At the end of the lab, you should be able to run the controller and bring up wordpress. I used my own repository for this lab and have made the code changes for this lap in a couple commits. To test locally with the code:
$ git clone [email protected]:digihunch/wordpress-operator.git
$ cd wordpress-operator
$ make install run
Then we can validate wordpress install from a new terminal as the instruction shows:
$ kubectl create -f config/samples/wordpress_v1_wordpress.yaml
$ minikube service wordpress --url
For Developers that requires more details, RedHat has an eBook for Kubernetes Operators, in supplement to the documentation. As DevOps professional, I’m mainly concerned with understanding how Operator works and using Operators correctly.
Too many Tools?
Now we seem to have too many choice of tools when it comes to deploying workload on Kubernetes. Kustomize and Helm can deploy simple workloads. Operator can deploy stateful workloads, as well as keep the workload status in check. Further, we have FluxCD and ArgoCD based on GitOps workflow.
When assessing a tool, we should think about the complexity of the workload deployed. If it is a single stateless workload, Kustomize or Helm should be sufficient. If it is not very simple but still stateless, we can consider using Helm charts developed by the community. For multiple workloads, we can build our own top-level chart to combine existing sub-charts created by the community.
Helm is essentially a package manager. It does not follow controller pattern and therefore will not monitor the current status of deployment. Helm has other limitations compared to Operator. For example, as a templating scheme, it reaches limitation when dealing with complex logic, even with the help of its helper functions. It is also hard to reason through the template code when we have to troubleshoot a deployment. Refer to this blog post for the author’s experience with Helm.

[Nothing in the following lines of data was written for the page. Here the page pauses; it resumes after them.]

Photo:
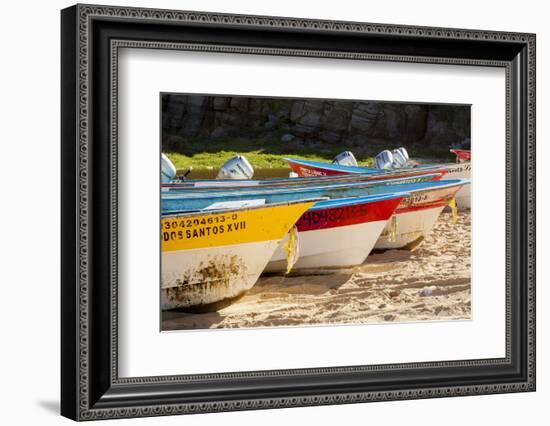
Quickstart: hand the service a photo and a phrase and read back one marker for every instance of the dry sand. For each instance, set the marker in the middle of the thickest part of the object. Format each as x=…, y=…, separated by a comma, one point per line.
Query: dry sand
x=431, y=282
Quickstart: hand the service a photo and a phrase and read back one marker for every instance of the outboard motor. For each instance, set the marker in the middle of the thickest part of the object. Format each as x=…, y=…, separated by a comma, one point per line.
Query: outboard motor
x=400, y=157
x=384, y=160
x=236, y=167
x=167, y=169
x=345, y=158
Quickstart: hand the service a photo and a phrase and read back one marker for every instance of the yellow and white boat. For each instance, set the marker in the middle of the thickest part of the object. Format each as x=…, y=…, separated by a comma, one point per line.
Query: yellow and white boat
x=211, y=258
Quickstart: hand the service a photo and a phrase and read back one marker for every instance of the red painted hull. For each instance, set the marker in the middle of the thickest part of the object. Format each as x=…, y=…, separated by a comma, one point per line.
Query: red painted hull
x=462, y=154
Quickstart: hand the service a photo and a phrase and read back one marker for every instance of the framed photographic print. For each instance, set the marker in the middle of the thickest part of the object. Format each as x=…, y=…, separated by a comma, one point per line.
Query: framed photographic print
x=263, y=212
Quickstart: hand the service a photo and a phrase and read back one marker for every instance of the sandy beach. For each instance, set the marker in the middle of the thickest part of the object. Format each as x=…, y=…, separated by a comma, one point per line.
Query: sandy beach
x=431, y=282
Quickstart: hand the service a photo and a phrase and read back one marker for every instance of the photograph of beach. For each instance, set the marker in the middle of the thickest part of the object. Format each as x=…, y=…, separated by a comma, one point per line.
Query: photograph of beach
x=280, y=212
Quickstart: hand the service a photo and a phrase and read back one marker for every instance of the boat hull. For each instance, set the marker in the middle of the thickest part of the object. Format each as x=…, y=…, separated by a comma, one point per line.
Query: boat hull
x=331, y=248
x=410, y=227
x=338, y=236
x=461, y=171
x=415, y=217
x=212, y=278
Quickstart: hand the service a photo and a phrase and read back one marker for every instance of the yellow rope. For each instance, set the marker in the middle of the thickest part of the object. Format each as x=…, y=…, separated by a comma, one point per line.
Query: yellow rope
x=393, y=230
x=454, y=210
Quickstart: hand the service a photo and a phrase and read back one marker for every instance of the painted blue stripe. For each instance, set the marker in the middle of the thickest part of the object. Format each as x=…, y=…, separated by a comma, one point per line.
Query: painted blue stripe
x=344, y=202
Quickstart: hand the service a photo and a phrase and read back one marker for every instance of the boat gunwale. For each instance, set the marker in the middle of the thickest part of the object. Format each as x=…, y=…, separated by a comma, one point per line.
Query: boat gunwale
x=186, y=213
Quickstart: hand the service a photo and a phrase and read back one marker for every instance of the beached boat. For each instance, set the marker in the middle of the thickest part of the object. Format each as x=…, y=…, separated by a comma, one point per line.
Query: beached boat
x=451, y=170
x=416, y=215
x=336, y=233
x=413, y=220
x=211, y=258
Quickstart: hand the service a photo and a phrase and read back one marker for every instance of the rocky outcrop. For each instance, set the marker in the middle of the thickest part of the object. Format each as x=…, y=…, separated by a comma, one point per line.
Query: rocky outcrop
x=316, y=121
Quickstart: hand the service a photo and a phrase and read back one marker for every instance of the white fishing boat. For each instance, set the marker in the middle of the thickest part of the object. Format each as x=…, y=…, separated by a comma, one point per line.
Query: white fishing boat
x=211, y=258
x=335, y=233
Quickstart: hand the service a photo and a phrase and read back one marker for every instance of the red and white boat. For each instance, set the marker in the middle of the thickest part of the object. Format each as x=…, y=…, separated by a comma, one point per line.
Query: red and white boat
x=416, y=215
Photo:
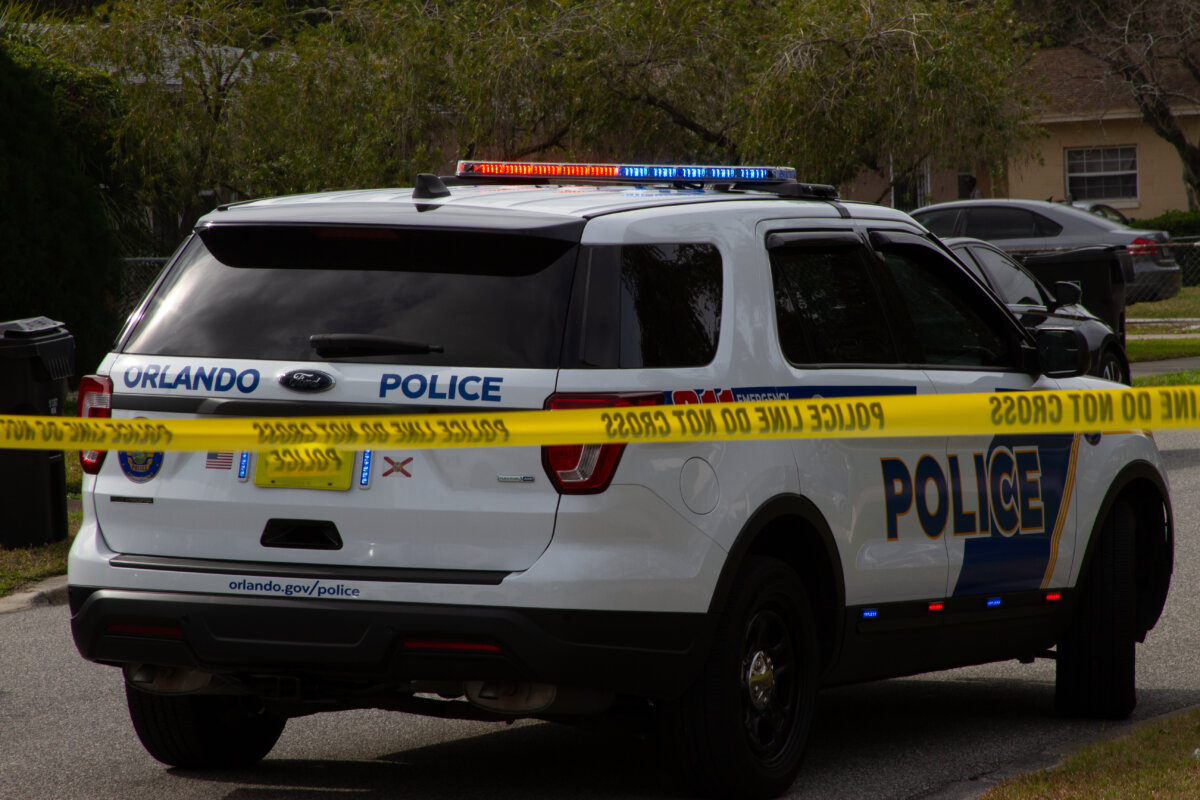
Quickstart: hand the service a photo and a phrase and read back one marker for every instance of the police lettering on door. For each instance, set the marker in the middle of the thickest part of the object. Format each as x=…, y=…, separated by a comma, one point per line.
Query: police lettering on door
x=1001, y=492
x=1009, y=503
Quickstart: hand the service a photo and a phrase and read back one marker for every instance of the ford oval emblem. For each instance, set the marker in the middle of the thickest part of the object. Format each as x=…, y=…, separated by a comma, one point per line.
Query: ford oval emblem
x=306, y=380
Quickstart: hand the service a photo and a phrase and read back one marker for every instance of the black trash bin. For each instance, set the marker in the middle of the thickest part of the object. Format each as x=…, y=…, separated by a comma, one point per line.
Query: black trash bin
x=36, y=360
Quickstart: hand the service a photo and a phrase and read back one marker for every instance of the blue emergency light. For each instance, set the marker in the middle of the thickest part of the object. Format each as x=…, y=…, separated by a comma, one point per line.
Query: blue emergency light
x=625, y=173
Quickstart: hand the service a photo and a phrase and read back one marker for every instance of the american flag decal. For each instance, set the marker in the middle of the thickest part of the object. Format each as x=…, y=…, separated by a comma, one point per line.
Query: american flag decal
x=219, y=461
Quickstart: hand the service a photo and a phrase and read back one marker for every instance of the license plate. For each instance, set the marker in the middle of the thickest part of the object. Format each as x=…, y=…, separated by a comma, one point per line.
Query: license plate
x=304, y=468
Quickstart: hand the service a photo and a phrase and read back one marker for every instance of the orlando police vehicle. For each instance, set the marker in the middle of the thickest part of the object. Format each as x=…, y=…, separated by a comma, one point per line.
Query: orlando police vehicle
x=714, y=585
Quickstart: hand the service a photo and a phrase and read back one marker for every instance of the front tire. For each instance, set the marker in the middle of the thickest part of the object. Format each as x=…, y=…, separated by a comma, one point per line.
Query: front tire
x=741, y=731
x=203, y=731
x=1096, y=661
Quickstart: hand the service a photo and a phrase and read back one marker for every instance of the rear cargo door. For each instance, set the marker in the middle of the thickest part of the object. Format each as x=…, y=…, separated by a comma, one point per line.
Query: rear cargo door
x=382, y=322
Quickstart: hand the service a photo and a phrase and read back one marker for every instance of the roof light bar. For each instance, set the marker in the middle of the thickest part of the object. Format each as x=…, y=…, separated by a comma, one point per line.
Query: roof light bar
x=627, y=173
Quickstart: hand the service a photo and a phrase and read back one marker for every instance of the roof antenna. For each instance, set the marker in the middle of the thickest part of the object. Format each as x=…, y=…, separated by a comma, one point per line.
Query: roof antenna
x=429, y=187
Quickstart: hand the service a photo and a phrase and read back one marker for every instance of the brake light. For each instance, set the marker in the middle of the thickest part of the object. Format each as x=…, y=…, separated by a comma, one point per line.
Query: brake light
x=95, y=401
x=588, y=469
x=1143, y=247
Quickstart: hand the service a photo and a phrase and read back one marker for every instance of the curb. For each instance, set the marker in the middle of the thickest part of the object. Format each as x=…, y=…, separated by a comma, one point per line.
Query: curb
x=52, y=591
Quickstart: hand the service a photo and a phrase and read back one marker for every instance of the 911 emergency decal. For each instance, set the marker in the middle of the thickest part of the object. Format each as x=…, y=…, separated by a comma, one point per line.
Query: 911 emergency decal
x=1009, y=504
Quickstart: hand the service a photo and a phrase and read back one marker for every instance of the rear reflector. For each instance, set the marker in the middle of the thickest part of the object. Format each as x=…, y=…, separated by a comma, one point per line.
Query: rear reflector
x=145, y=630
x=451, y=647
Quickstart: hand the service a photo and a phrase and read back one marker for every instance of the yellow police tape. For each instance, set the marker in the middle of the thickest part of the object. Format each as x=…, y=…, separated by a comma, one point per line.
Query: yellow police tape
x=911, y=415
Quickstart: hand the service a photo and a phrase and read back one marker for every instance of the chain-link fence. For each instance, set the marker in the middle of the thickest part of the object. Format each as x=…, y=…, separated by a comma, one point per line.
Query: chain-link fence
x=137, y=276
x=1186, y=251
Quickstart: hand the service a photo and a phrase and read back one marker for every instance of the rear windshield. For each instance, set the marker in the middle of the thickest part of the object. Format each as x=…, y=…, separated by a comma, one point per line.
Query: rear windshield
x=485, y=299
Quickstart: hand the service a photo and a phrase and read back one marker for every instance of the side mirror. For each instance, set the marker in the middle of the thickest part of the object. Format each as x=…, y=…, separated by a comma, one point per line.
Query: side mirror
x=1067, y=293
x=1062, y=353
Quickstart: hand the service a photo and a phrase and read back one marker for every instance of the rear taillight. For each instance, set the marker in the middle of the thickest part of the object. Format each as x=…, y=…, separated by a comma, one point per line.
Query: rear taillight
x=588, y=469
x=1143, y=247
x=95, y=401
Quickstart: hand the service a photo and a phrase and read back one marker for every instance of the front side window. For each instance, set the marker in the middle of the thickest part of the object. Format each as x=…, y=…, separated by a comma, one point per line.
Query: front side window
x=1011, y=282
x=1102, y=173
x=948, y=331
x=827, y=310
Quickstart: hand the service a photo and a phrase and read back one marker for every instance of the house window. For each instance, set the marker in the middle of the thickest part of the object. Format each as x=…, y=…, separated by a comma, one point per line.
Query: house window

If we want our deployment to be fully declarative and continuous, then we will follow the Operator pattern by using a Kubernetes Operator. When we have many workloads of different levels of complexity, we can combine them with GitOps tool. Operator is one of the underlying technologies behind GitOps.
|Installation and Maintain Status
|Single stateless workload
|Helm or Kustomize
|Operator (using Ansible or Helm)
|Single stateful workload
|Helm or Kustomize
|Operator (using Golang)
|Helm (e.g. build parent chart)
|GitOps in combination with Operator, Helm and Kustomize
The table above helps refine deployment requirement. It’s not a recommendation, but rather a model of analyzing deployment requirement.